The Addison owns work from the 19th century contemporary to the war itself, as well as works made by 20th and 21st century artists who reconsidered issues that were part of the Civil War and expressed them through art.

An African American’s narrative during the Civil War is depicted in Kara Walker’s eight minute video, “National Archives Microfilm Publication M999 Roll 34: Bureau of Refugees, Freedmen and Abandoned Lands: Six Miles from Springfield on the Franklin Road,” which will be shown as part of the exhibition.

“[The video] uses puppets and silhouettes. It appears like a kaleidoscope. The video shows outrages and difficulties that African Americans had to go through… It is very heart-wrenching,” said DeSimone. DeSimone said that the Civil War is such an important event and hopes “The Civil War: Unfolding Dialogues,” will have the audience reflect on how the war affects us today and why we keep going back to it.

This year is also the 150th anniversary of the Civil War.

“Many institutions and museums are organizing exhibitions reflecting the Civil War [and] ours is slightly different in that we are looking at both 19th and 20th century interpretations of the War,” said Faxon.

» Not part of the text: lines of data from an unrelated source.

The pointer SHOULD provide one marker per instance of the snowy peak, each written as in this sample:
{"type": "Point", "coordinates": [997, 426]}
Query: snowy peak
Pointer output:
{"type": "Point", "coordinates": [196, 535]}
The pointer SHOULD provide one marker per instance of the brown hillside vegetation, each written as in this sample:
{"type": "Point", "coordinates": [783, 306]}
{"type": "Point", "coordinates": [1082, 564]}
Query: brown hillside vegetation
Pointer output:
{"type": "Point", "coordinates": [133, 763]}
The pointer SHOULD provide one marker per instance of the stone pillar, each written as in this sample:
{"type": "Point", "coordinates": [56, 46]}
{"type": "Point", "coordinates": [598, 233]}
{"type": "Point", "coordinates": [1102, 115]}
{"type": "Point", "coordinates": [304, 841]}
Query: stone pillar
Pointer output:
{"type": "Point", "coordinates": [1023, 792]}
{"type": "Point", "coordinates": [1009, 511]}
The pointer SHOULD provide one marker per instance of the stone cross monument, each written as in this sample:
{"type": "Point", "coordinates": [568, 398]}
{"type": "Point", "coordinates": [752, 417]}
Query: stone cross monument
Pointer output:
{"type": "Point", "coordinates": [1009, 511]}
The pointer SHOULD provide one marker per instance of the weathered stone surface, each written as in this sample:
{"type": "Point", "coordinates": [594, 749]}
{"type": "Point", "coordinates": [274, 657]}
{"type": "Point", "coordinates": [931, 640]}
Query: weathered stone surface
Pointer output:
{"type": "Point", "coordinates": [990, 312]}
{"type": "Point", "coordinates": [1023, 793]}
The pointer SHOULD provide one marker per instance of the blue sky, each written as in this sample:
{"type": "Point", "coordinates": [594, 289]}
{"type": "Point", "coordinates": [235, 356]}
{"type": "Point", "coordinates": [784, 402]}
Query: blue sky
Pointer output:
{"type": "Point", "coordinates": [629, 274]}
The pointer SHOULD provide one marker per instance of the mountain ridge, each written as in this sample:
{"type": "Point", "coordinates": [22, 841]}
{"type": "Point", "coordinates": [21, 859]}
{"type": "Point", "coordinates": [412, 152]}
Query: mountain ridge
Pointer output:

“The Civil War” exhibition will be open until January 2012.

“80 @ 80”

“80 @ 80,” filling the five front galleries on the second floor of the Addison, will feature approximately 80 works of art, gathered together for the Addison’s 80th anniversary. Jaime DeSimone, Assistant Curator at the Addison, curated this exhibition.

In addition to celebrating the Addison’s 80th birthday, this exhibit also aims to showcase the great works in the Addison’s permanent collection.

“[The exhibition] will show great treasures that everyone knows and loves and is glad to see again,” said Faxon.

She also said that the “80 @ 80’ exhibition will present more recent works, either because they were created more recently or because the Addison acquired them more recently.

Through “80 @ 80,” DeSimone aimed to present progressive American Art that viewers will be able to relate to and be inspired by.

The Addison’s own 18th and 19th century paintings and contemporary works from the 20th and 21st centuries will all merge together in the “80 @ 80” exhibit.

The exhibit will feature some notable works by artists such as Thomas Eakins, Winslow Homer and John Singer Sargent, whose work was shown at the Addison’s first opening in 1931.

Works by contemporary artists Jennifer Bartlett, Mark Bradford, Edward Hopper, Georgia O’Keeffe, Louise Nevelson and Frank Stella will also be on exhibit.

Generous support for “80 @ 80” was provided by the Sidney R. Knafel Fund.

The exhibition will bee open until December 31, 2011.